L'arrêt attaqué déclare de nul effet le commandement des demandeurs tendant à obtenir paiement par le défendeur d'une astreinte de 13.000 euros, encourue selon les demandeurs du 10 décembre 2004 au 26 janvier 2005 pour non-exécution de la condamnation principale de l'ordonnance du 25 novembre 2004, aux motifs que :

- la cour d'appel fait siens les motifs de l'arrêt rendu par le Conseil d'État le 26 juillet 2005, suivant lesquels la décision de l'Office des étrangers qui aurait été prise le 25 février 2004 n'existe pas ;

- si les motifs de l'arrêt du 26 juillet 2005 sont contredits par les motifs de l'arrêt antérieur du 2 juin 2004, « par cet autre arrêt, le Conseil d'État a toutefois statué au provisoire » ;

- « les mots ‘conformément à la décision de l'Office des étrangers du 25 février 2004' figurant dans le dispositif de l'ordonnance de référé du

25 novembre 2004 sont dépourvus de signification dès lors qu'il est ainsi fait référence à une décision inexistante » ;

- « il suit des considérations qui précèdent que le défendeur a correctement exécuté la condamnation prononcée en adressant au bourgmestre de ... sa lettre datée du 17 décembre 2004 ».

Par ces considérations, l'arrêt attaqué donne à l'arrêt du 27 juillet 2005 précité du Conseil d'État un effet rétroactif sur l'ordonnance de référé du

25 novembre 2004. Partant, il ne justifie pas légalement sa décision d'ordonner mainlevée de la saisie-exécution mobilière pratiquée le 15 mars 2005 à la requête des demandeurs à charge du défendeur.

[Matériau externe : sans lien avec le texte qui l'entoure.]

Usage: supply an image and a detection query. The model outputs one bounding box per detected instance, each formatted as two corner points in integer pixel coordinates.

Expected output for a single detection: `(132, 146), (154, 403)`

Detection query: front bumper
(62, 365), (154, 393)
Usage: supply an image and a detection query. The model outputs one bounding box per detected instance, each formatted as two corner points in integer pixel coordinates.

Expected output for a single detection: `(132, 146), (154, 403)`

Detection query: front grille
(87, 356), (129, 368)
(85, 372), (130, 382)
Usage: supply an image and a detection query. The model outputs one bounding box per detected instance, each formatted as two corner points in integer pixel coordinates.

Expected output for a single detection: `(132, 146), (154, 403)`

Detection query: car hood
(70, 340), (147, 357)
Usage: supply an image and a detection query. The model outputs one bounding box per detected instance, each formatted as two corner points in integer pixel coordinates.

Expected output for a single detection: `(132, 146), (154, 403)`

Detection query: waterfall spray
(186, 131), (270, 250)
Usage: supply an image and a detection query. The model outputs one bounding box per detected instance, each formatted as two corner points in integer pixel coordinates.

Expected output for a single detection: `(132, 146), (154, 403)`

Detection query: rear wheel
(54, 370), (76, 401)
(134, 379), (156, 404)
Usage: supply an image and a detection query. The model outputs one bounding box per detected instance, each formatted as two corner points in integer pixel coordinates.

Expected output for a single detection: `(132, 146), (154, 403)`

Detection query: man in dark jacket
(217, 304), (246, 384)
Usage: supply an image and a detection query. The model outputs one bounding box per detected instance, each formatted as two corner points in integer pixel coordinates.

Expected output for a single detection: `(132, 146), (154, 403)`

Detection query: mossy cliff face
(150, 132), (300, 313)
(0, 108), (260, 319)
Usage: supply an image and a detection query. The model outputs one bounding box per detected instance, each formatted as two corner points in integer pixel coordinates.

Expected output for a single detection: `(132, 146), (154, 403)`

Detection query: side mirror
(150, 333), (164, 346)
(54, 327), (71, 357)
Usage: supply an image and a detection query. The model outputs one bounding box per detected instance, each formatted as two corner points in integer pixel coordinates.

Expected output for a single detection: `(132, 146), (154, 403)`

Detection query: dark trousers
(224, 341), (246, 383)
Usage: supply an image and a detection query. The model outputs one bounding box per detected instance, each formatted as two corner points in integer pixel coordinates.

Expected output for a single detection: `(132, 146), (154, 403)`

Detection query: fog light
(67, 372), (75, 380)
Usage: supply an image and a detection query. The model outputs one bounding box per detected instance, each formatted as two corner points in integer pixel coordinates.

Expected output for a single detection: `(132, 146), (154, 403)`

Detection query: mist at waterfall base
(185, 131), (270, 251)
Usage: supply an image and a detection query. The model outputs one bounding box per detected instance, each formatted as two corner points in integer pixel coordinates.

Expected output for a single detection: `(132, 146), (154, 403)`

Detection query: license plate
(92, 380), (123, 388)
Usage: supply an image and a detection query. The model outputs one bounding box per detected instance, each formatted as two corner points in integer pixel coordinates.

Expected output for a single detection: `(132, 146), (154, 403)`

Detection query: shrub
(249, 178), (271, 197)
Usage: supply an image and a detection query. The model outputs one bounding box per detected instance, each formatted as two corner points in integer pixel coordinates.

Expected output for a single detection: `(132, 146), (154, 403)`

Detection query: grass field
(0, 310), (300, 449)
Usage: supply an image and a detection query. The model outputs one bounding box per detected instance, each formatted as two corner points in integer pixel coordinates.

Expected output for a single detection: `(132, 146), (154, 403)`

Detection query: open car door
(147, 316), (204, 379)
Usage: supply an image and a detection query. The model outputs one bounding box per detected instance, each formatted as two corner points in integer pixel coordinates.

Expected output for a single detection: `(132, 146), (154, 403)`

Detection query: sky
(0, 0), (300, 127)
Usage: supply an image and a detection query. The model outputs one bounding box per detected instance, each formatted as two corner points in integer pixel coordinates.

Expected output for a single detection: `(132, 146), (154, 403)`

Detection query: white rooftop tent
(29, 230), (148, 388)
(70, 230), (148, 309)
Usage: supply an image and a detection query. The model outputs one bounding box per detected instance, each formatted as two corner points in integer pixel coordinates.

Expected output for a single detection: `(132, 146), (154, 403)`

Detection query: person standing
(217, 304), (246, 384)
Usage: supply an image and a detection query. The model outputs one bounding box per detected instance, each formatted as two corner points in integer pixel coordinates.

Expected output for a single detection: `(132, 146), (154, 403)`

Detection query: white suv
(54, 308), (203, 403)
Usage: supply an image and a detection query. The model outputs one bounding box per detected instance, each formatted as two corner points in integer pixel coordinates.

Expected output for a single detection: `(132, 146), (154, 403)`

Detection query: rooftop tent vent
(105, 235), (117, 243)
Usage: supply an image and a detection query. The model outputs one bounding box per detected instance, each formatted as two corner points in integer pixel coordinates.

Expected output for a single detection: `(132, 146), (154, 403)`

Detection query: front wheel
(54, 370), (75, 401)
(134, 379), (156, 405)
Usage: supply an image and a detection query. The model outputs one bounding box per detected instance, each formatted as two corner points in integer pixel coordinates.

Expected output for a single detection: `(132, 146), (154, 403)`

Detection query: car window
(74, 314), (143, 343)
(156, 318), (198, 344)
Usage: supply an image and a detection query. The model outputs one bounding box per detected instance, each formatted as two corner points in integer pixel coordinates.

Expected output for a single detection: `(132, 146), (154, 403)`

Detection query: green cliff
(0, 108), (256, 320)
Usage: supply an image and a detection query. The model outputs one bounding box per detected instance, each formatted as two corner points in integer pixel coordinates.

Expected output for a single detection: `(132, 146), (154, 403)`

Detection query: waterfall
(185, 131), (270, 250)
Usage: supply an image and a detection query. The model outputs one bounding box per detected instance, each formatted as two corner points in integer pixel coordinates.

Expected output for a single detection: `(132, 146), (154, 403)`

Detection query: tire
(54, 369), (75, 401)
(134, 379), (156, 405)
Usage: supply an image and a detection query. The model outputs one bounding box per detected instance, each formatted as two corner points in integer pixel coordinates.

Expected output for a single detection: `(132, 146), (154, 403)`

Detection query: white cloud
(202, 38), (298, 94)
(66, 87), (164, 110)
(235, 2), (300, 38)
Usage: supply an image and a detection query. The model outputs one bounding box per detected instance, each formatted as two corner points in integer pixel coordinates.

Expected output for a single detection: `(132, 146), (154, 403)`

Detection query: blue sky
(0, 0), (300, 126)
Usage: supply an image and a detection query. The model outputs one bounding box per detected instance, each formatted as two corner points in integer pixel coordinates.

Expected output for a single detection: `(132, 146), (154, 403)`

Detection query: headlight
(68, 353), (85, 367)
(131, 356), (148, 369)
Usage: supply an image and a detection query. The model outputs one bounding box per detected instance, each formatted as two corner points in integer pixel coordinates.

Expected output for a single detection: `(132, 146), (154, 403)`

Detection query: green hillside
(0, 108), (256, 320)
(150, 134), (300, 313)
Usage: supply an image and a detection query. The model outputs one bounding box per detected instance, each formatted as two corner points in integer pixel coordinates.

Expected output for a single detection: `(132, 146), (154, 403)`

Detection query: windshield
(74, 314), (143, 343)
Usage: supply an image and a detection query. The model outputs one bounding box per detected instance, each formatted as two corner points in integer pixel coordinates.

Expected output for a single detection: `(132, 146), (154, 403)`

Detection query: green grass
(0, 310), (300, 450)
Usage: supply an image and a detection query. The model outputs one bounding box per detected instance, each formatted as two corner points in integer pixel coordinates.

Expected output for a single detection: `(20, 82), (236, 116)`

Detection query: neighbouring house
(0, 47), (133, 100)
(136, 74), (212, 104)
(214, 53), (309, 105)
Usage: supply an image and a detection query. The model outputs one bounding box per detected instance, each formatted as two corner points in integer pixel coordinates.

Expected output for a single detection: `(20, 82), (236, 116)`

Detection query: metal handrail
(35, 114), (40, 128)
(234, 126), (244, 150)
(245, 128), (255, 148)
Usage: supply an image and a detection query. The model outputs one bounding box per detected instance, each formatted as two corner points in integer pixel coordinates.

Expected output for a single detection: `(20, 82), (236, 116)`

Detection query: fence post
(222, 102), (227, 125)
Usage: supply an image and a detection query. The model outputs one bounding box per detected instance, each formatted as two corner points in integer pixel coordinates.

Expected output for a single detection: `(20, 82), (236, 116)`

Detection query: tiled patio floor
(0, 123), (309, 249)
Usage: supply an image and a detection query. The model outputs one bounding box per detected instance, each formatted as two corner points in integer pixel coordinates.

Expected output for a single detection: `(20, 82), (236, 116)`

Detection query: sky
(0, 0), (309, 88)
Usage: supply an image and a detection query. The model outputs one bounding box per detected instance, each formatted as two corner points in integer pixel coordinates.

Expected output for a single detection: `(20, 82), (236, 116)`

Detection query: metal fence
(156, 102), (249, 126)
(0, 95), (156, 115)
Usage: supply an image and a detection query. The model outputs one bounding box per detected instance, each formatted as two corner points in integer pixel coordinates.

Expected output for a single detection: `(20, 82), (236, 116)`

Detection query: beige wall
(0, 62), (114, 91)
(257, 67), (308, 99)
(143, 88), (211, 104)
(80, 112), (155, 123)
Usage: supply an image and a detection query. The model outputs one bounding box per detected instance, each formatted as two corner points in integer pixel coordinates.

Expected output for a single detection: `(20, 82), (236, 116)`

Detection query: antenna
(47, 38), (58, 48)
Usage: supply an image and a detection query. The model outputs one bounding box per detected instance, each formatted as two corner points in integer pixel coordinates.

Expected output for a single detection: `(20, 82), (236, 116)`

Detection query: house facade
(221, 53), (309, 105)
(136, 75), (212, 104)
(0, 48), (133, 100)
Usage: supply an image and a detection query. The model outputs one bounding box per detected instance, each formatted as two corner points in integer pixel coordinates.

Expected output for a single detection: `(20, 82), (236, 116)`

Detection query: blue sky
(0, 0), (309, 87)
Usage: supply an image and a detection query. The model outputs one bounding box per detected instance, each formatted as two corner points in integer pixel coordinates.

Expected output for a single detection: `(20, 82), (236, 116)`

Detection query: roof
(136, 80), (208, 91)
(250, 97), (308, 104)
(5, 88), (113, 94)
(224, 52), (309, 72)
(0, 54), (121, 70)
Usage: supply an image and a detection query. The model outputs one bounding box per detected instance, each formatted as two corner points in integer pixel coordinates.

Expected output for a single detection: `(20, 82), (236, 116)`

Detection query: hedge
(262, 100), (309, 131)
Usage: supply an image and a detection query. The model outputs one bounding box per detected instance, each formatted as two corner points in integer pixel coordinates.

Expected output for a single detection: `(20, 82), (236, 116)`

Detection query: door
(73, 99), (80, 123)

Le moyen, en cette branche, est fondé.

Sur les autres griefs :

Il n'y a pas lieu d'examiner la seconde branche du moyen, qui ne saurait entraîner une cassation plus étendue.

Par ces motifs,

La Cour

Casse l'arrêt attaqué, sauf en tant que, par confirmation du jugement du premier juge, il déclare la demande originaire recevable ;

Ordonne que mention du présent arrêt sera faite en marge de l'arrêt partiellement cassé ;

Réserve les dépens pour qu'il soit statué sur ceux-ci par le juge du fond ;

Renvoie la cause, ainsi limitée, devant la cour d'appel de Liège.

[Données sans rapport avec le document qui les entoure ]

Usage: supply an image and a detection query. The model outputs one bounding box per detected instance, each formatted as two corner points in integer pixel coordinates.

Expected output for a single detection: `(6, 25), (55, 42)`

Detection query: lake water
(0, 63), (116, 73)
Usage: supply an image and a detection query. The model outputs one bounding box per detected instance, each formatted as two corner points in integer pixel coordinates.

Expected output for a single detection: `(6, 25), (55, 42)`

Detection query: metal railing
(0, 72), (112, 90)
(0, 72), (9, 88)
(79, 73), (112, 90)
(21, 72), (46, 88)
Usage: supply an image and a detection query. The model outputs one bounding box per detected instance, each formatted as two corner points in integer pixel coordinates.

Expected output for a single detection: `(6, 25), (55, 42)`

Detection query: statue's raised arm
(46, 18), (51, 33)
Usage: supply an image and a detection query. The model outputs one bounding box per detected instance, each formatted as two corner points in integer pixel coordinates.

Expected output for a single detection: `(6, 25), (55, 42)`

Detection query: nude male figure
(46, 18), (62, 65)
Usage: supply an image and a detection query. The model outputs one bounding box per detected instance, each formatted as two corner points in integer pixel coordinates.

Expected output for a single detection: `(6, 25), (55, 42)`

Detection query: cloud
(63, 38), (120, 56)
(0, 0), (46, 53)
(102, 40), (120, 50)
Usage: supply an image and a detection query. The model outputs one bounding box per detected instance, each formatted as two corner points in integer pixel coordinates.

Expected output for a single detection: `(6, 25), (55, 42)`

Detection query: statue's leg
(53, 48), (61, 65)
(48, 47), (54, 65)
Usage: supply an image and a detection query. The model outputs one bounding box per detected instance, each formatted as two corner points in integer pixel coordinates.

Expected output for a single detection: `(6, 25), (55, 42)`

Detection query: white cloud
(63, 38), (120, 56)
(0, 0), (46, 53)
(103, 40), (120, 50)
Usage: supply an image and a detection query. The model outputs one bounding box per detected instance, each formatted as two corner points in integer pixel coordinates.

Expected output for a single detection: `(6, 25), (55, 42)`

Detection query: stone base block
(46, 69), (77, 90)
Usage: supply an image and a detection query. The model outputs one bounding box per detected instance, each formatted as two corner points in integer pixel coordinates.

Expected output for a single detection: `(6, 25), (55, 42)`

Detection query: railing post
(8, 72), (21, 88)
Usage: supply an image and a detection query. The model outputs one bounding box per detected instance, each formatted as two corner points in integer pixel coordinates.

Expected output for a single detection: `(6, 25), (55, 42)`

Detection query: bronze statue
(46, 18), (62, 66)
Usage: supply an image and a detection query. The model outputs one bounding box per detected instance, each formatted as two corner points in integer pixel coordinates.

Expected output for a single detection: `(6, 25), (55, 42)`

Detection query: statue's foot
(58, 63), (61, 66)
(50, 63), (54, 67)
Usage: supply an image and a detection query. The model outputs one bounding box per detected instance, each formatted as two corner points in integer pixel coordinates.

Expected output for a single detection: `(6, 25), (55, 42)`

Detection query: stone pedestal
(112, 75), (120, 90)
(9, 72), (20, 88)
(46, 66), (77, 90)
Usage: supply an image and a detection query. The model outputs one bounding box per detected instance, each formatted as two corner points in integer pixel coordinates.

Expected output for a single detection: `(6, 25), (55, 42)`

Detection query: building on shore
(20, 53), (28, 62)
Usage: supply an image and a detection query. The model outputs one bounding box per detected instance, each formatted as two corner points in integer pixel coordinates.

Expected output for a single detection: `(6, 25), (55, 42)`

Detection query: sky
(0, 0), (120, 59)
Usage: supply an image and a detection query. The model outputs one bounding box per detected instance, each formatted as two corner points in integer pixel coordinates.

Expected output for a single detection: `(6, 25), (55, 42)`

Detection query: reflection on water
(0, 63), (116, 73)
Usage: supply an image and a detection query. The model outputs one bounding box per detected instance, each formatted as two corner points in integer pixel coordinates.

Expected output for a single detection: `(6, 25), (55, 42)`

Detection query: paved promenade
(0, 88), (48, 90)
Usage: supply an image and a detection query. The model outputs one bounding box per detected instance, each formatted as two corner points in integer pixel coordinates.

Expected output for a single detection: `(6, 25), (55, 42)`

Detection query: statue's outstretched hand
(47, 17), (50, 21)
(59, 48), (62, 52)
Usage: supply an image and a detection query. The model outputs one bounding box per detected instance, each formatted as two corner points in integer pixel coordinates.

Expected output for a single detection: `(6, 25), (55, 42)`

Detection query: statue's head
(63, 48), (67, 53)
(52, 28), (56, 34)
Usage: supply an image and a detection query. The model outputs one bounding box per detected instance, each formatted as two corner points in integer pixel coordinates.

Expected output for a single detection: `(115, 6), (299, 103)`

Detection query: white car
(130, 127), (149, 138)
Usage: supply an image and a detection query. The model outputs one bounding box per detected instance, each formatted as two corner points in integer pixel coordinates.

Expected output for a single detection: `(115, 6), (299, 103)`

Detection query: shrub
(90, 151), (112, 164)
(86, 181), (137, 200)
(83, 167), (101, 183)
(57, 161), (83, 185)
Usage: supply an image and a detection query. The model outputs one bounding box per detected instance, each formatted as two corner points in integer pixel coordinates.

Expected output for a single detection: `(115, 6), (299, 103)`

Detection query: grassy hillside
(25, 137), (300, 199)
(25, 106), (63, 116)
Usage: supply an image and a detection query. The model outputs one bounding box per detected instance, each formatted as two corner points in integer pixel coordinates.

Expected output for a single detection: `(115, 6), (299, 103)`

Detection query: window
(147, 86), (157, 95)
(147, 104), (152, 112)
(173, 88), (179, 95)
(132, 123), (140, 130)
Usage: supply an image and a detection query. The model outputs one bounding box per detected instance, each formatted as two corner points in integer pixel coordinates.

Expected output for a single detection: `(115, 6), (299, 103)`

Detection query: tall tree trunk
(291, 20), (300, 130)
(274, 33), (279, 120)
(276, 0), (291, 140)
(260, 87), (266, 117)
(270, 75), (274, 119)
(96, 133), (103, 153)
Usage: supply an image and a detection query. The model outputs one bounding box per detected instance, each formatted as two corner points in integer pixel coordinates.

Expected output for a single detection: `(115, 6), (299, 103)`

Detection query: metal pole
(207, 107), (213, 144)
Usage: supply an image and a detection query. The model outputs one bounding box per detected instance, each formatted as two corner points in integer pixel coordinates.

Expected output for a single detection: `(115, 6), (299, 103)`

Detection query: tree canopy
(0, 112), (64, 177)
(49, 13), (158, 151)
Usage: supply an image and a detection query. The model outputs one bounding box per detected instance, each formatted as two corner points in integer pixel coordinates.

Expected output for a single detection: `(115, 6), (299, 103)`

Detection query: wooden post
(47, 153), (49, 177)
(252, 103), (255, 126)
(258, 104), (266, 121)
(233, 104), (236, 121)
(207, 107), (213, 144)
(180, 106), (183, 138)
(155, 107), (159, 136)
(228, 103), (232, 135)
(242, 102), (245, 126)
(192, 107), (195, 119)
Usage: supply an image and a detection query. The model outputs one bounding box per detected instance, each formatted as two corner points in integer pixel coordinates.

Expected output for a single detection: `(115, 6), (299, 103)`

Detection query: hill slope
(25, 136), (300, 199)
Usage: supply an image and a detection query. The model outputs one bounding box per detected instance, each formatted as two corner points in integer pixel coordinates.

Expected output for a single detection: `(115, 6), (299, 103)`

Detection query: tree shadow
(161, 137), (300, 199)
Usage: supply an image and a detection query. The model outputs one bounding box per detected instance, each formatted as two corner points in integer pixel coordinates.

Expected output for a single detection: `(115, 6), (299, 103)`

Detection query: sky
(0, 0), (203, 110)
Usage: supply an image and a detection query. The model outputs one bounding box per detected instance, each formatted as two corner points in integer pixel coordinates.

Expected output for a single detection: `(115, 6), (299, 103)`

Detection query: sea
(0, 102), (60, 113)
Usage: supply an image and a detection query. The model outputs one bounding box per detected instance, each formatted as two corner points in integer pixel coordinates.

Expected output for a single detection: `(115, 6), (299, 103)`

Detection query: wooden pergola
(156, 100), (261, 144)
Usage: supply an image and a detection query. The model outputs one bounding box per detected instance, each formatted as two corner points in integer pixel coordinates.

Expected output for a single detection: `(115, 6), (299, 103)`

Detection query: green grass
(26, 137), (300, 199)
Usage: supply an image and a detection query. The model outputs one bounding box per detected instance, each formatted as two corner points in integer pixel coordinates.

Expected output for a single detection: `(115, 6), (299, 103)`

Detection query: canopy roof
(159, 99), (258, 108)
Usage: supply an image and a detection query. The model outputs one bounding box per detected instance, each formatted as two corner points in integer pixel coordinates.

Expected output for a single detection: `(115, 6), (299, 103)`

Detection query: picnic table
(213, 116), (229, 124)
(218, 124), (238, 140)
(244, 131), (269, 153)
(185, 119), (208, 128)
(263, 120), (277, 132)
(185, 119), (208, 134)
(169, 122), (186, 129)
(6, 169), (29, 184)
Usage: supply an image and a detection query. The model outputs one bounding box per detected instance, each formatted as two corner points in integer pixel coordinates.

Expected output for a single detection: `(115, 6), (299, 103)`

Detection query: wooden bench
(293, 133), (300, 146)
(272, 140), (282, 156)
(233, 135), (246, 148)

Ainsi jugé par la Cour de cassation, première chambre, à Bruxelles, où siégeaient le président Christian Storck, le conseiller Didier Batselé, le président de section Albert Fettweis, les conseillers Mireille Delange et Michel Lemal, et prononcé en audience publique du vingt-quatre janvier deux mille quatorze par le président Christian Storck, en présence de l'avocat général Thierry Werquin, avec l'assistance du greffier Patricia De Wadripont.